You and I keep echoing the same theme on these threads. Absent a significant shift in the US economy the jobs are gone and will not be coming back. The few jobs that will be added over the next few years will be for less money. Overall wages will continue to decline for the most workers.

And who cares what the hell the bloody stock market does? The stock market did great from 2002-08 but WAGES fell, employment sucked, cost increses in healthcare sucked up whatever raises did happen and 90% of the public fell further and further behind. The stock market is a measure of corporate profits and the wealth of the investment class. It has little to nothing to do with health of the middle class which continues to get worse.

Friday, June 5, 2009 08:59 AM

Quoting former Table Talker Duncan Black, AKA Atrios

9.4% unemployment is really high. I don't really get the sense that media coverage reflects this reality, and most reports on economic news always seem to find the silver lining. The "good news" that job losses were not as high as expected doesn't change the fact that job losses at that level mean continued rising unemployment. A lot of people are out of work and that isn't going to improve any time soon.

(Link: http://www.eschatonblog.com/2009/06/unemployment.html)

I'd say that sounds right. The media coverage doesn't reflect reality.
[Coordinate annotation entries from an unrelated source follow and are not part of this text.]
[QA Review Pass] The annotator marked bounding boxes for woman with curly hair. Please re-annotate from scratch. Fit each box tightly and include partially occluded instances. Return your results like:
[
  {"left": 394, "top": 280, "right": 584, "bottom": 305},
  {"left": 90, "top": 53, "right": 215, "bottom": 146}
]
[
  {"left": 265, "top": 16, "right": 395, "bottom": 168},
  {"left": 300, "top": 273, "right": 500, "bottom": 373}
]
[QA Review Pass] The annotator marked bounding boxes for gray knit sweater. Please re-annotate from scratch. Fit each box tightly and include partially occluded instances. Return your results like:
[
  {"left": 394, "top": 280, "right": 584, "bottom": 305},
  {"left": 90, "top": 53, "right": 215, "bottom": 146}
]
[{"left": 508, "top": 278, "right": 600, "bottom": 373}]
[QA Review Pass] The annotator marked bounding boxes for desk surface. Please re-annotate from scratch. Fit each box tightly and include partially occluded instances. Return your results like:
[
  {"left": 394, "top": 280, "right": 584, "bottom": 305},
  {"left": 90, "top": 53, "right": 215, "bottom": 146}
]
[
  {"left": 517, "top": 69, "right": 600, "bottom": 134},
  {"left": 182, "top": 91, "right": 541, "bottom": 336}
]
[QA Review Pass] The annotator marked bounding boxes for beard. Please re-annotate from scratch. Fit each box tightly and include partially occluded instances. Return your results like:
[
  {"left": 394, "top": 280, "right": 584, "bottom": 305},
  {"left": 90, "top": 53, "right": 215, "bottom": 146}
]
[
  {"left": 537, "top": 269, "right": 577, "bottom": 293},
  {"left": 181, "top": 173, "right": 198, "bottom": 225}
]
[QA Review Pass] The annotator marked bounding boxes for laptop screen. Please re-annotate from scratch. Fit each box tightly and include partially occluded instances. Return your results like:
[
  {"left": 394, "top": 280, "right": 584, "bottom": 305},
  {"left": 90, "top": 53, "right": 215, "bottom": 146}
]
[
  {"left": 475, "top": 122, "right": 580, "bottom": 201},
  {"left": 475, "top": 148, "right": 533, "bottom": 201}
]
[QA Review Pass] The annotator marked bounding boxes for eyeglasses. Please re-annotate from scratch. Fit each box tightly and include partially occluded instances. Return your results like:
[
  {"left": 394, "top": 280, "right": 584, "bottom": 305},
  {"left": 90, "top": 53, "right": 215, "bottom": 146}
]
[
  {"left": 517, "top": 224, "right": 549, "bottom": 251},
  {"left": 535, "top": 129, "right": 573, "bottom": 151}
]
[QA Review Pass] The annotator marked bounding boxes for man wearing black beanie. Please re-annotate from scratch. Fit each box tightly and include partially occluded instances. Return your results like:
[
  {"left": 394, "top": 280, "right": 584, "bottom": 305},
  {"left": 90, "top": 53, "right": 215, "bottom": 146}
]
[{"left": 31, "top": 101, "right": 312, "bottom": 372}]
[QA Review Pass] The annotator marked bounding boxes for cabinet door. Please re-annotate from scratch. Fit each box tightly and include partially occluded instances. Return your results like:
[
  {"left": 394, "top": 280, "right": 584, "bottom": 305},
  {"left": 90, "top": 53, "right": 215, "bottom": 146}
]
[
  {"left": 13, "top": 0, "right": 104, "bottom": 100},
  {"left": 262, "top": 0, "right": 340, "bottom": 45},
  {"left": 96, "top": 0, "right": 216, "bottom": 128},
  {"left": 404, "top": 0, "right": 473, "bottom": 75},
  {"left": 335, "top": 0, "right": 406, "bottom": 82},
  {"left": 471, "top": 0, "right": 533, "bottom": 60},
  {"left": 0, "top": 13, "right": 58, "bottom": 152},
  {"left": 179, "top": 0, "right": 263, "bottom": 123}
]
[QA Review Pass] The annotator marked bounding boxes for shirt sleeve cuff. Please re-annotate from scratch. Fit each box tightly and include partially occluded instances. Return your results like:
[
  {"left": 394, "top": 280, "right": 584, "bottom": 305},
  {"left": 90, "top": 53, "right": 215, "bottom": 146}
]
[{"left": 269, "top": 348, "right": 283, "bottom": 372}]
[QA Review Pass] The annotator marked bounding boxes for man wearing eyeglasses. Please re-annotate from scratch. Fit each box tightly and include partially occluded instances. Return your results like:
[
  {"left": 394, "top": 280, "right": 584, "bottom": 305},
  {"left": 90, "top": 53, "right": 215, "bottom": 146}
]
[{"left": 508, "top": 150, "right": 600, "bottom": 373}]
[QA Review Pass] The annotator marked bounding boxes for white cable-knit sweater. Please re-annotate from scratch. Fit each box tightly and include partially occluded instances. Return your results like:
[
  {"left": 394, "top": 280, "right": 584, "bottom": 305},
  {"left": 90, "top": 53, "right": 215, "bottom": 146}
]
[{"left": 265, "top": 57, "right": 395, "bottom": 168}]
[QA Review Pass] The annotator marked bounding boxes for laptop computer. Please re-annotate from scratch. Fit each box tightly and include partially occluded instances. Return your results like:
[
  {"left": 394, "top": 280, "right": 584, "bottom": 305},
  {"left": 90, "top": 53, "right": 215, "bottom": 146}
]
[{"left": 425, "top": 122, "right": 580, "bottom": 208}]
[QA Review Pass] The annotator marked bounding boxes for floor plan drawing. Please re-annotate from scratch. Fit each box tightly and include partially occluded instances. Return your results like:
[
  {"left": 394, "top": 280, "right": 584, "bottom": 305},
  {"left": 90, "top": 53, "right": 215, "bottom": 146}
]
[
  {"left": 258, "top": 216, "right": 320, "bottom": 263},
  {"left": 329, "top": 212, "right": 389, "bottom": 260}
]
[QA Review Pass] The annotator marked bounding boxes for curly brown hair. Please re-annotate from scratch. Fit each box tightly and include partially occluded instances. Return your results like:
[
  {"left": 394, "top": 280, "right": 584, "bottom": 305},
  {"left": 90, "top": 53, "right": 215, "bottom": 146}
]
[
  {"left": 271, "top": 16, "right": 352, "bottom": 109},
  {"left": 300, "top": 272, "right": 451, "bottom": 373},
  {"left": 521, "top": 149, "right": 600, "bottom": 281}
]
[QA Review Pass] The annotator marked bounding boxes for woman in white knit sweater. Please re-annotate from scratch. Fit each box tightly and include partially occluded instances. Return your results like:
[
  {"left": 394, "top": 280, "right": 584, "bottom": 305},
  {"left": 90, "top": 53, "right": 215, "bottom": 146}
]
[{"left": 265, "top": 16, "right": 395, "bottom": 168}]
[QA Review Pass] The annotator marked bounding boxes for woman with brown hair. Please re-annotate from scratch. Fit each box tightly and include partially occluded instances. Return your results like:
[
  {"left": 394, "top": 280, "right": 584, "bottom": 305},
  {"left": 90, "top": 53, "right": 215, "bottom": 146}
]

It mostly seems obsessed with the stock market which strikes me as out of touch with the reality of a 16.4 percent U6 number. 16.4 percent is roughly one out of six workers who are either out of work, forced to work part time when they want to work full time or who are so discouraged that they have essentially stopped looking at some point in the past year. With the ripple effects that we are about to see from the GM and Chrysler bankruptcies, I expect that number may yet climb.

Anyway, glad that the number wasn't any worse. But no matter how you slice it, a net decline (wait for the upward revision) of ~350k isn't really good news.

Friday, June 5, 2009 09:09 AM

What do bogus bank profits portend for labor?

Bloomberg has an article up (http://bit.ly/jWmOs) that's pretty interesting. The Eschaton take on it is "If we pretend everything's ok then it is."

Anyway, the headline at Bloomberg is "Bank Profits From Accounting Rules Masking Looming Loan Losses"

Analysts who have examined the quarterly profits and government tests say that accounting rule changes and rosy assumptions are making the institutions look healthier than they are.

-snip-

Citigroup’s $1.6 billion in first-quarter profit would vanish if accounting were more stringent, says Martin Weiss of Weiss Research Inc. in Jupiter, Florida. “The big banks’ profits were totally bogus,” says Weiss, whose 38-year-old firm rates financial companies. “The new accounting rules, the stress tests: They’re all part of a major effort to put lipstick on a pig.”

Further deterioration of loans will eventually force banks to recognize losses that their bookkeeping lets them ignore for now, says David Sherman, an accounting professor at Northeastern University in Boston.

Zombie banks are putting the screws to even well-qualified borrowers. Credit is contracting. We have our Minsky moment at hand. In an economy that is so dependent on consumption for growth, what does this mean for labor? I don't think this ride is over quite yet.